Webspurt berichtet: Der Verband ENPA (europäischer Zeitungsverlegerverband) ist der Ansicht, dass die Zeitungsverlage die Freiheit haben sollten, Bezahlsysteme für Inhalte auf dem iPad sowie den Preis dafür selbst bestimmen zu können. Entsprechend forderte der ENPA-Verband Apple auf, den Medienhäusern keine bestimmten Geschäftsmodelle für dessen iPad Angebote vorzuschreiben.
Apple kündigte zur Einführung der iPad-Zeitung „The Daily“ an, zeitnah ein Abo-Modell für Zeitungen auf dem iPad vorzustellen. Es wurde dabei deutlich, dass Apple auf den Absatz über den eigenen Onlinestore iTunes besteht.

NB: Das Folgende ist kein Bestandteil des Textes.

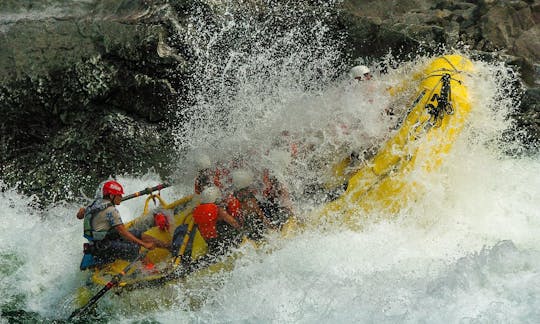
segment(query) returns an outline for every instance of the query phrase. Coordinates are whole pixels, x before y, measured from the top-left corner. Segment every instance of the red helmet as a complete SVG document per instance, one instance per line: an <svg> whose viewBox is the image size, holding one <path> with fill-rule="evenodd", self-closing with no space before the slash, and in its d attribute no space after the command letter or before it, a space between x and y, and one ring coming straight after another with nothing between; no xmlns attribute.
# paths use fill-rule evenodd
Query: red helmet
<svg viewBox="0 0 540 324"><path fill-rule="evenodd" d="M162 231L168 230L170 226L167 215L163 213L154 214L154 223Z"/></svg>
<svg viewBox="0 0 540 324"><path fill-rule="evenodd" d="M106 195L123 195L124 188L114 180L109 180L103 184L103 196Z"/></svg>

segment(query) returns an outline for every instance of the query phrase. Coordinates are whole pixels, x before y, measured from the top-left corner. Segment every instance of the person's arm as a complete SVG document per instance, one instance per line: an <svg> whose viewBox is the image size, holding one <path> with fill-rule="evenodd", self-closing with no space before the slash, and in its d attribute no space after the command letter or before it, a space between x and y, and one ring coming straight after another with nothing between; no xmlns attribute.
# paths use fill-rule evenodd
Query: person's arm
<svg viewBox="0 0 540 324"><path fill-rule="evenodd" d="M262 220L262 222L264 223L264 225L266 227L275 228L274 225L272 225L272 223L270 223L268 218L266 218L266 216L264 216L264 213L261 210L261 208L259 207L259 204L257 203L257 200L255 198L249 199L247 201L247 206L248 206L249 209L251 209L252 211L257 213L257 215L259 216L259 218Z"/></svg>
<svg viewBox="0 0 540 324"><path fill-rule="evenodd" d="M293 212L293 203L292 203L292 200L291 200L291 197L289 196L289 191L287 191L287 189L285 189L285 187L281 187L280 188L281 190L281 205L283 206L283 208L287 209L287 211L293 215L294 212Z"/></svg>
<svg viewBox="0 0 540 324"><path fill-rule="evenodd" d="M135 235L131 234L131 232L127 230L124 224L116 225L114 228L116 229L118 234L120 234L120 236L122 236L126 240L137 243L138 245L145 247L148 250L153 250L156 247L154 242L143 242L142 240L139 240Z"/></svg>
<svg viewBox="0 0 540 324"><path fill-rule="evenodd" d="M231 214L227 213L227 211L223 208L218 209L218 219L225 221L227 224L231 225L237 230L241 228L240 224L238 224L236 219L234 219L234 217L232 217Z"/></svg>
<svg viewBox="0 0 540 324"><path fill-rule="evenodd" d="M200 181L200 175L197 175L197 177L195 178L195 186L194 186L194 192L197 194L197 195L200 195L201 194L201 181Z"/></svg>
<svg viewBox="0 0 540 324"><path fill-rule="evenodd" d="M86 208L79 208L79 211L77 212L77 218L78 219L83 219L84 218L84 213L86 212Z"/></svg>

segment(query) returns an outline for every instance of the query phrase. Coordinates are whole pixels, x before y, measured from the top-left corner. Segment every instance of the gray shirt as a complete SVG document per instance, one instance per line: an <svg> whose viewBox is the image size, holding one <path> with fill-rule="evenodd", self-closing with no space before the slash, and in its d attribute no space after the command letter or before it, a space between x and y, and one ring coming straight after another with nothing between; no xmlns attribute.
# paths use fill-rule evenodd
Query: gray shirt
<svg viewBox="0 0 540 324"><path fill-rule="evenodd" d="M96 232L108 232L110 229L117 225L123 224L122 218L118 209L114 206L109 206L100 211L92 219L92 228Z"/></svg>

Der Weltkonzern Apple hatte 2010 mit dem Verkauf von fast 15 Millionen iPads den Markt der Tablet-Rechner erobert. Verschiedenen Berechnungen von Marktforschungsinstituten zufolge besitzt das iPad einen Marktanteil von 85%. Bisher ist es den Verlagen möglich Bezahl-Inhalte anzubieten, die nicht mit dem Apple iTunes Store zusammenhängen. Allerdings stören sich die Verlage an den 30% Umsatzprovision die Apple in iTunes für das Hosting der Inhalte und das Inkasso einbehält. Darüber hinaus ist man von Seiten der Verlage darauf bedacht, die Kundendaten verwalten und Angebote für unterschiedliche Medientypen – Print und Online – in einem Paket anbieten zu können.